離婚するはずが、凄腕脳外科医の執着愛に囚われました
それでも、嫌だとか離してほしいといった嫌悪感は抱かなかった。
彼にとって、ずっと自分は恋愛対象外だと思っていた。まさかこうして律とキスをする日がくるなんて。
ドキドキしながら目を閉じて唇を合わせていると、ぐっと後頭部を引き寄せられ、舌先が唇の合間から侵入してくる。
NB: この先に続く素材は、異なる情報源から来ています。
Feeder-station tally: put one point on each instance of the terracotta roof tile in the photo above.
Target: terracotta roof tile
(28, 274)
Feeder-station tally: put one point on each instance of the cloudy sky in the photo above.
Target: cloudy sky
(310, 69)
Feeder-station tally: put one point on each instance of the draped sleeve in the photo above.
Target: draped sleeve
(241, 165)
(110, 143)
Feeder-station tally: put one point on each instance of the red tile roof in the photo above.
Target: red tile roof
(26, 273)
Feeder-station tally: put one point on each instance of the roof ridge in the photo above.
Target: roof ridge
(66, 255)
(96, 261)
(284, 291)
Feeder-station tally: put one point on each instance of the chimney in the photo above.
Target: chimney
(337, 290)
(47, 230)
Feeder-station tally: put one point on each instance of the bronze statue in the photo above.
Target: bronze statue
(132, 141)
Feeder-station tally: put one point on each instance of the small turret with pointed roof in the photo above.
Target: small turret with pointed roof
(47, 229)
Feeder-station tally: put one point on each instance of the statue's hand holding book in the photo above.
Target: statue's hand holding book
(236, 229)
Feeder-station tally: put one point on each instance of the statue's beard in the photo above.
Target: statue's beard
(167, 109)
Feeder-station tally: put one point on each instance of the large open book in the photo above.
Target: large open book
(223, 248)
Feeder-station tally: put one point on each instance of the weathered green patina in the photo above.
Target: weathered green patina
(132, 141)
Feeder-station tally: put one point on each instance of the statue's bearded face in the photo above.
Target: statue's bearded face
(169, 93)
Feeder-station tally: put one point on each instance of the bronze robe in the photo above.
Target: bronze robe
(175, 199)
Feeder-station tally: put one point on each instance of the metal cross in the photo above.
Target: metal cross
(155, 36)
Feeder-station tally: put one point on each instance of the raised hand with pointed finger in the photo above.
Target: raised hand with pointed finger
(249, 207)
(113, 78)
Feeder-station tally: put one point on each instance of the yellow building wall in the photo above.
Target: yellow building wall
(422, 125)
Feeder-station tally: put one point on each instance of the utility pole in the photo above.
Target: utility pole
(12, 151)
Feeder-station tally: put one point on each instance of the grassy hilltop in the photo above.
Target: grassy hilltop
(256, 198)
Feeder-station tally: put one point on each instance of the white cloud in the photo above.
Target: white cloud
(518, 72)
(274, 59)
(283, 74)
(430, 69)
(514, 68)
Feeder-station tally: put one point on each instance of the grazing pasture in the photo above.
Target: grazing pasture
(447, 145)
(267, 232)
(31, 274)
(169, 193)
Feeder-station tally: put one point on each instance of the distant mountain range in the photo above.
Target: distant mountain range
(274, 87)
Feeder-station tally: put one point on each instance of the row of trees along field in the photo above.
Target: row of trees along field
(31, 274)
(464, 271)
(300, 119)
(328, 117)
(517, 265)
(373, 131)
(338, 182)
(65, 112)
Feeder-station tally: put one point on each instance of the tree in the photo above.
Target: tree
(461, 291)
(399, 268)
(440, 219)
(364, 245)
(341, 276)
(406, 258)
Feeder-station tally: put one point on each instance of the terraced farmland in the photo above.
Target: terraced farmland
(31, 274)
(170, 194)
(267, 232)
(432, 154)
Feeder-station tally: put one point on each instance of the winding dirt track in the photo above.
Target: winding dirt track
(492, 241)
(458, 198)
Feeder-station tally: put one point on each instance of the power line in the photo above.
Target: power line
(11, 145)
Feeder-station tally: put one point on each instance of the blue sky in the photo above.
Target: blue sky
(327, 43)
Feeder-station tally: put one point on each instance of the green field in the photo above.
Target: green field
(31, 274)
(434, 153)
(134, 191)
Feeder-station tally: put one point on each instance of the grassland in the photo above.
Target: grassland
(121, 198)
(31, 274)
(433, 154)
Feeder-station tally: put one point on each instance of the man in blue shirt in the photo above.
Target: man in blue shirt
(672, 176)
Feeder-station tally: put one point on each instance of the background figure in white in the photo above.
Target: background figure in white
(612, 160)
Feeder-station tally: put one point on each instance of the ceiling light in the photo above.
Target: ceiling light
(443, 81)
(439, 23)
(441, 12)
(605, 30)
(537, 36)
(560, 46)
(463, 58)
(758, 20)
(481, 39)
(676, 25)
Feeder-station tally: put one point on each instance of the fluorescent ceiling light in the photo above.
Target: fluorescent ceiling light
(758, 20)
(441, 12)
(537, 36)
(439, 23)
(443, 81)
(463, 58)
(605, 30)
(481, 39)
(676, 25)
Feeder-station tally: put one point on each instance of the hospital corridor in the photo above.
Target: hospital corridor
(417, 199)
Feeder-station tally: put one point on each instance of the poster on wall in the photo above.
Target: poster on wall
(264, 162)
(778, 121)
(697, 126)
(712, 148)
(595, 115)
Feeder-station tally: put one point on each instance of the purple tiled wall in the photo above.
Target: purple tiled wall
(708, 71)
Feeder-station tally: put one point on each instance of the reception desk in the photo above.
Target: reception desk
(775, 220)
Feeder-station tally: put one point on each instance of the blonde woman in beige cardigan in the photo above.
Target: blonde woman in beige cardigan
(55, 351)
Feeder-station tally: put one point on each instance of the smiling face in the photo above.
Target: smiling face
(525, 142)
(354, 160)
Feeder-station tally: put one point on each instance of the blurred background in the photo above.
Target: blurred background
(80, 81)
まさか初めからそんな深い口づけをされるとは思わず、未依はビクッと身体を跳ねさせた。
『悪い、嫌だったか?』
吐息が触れる距離で問いかけられ、未依は涙目になりながらも首を横に振った。
『嫌じゃ、ない。でも、できれば、ゆっくりペースでお願いします……』
上目遣いにそう頼めば、律は目元を片手で覆いながら『わかった』と了承してくれた。
二十七歳にもなって、キスだけでいっぱいいっぱいになるなんて情けない。子供っぽくて呆れられたかなと不安になったものの、律は翌朝もいってきますのキスをしてくれた。
未依のお願いを聞いてくれたのか、触れるか触れないかという軽いもので、それはそれで盛大に照れてしまったのだけれど……。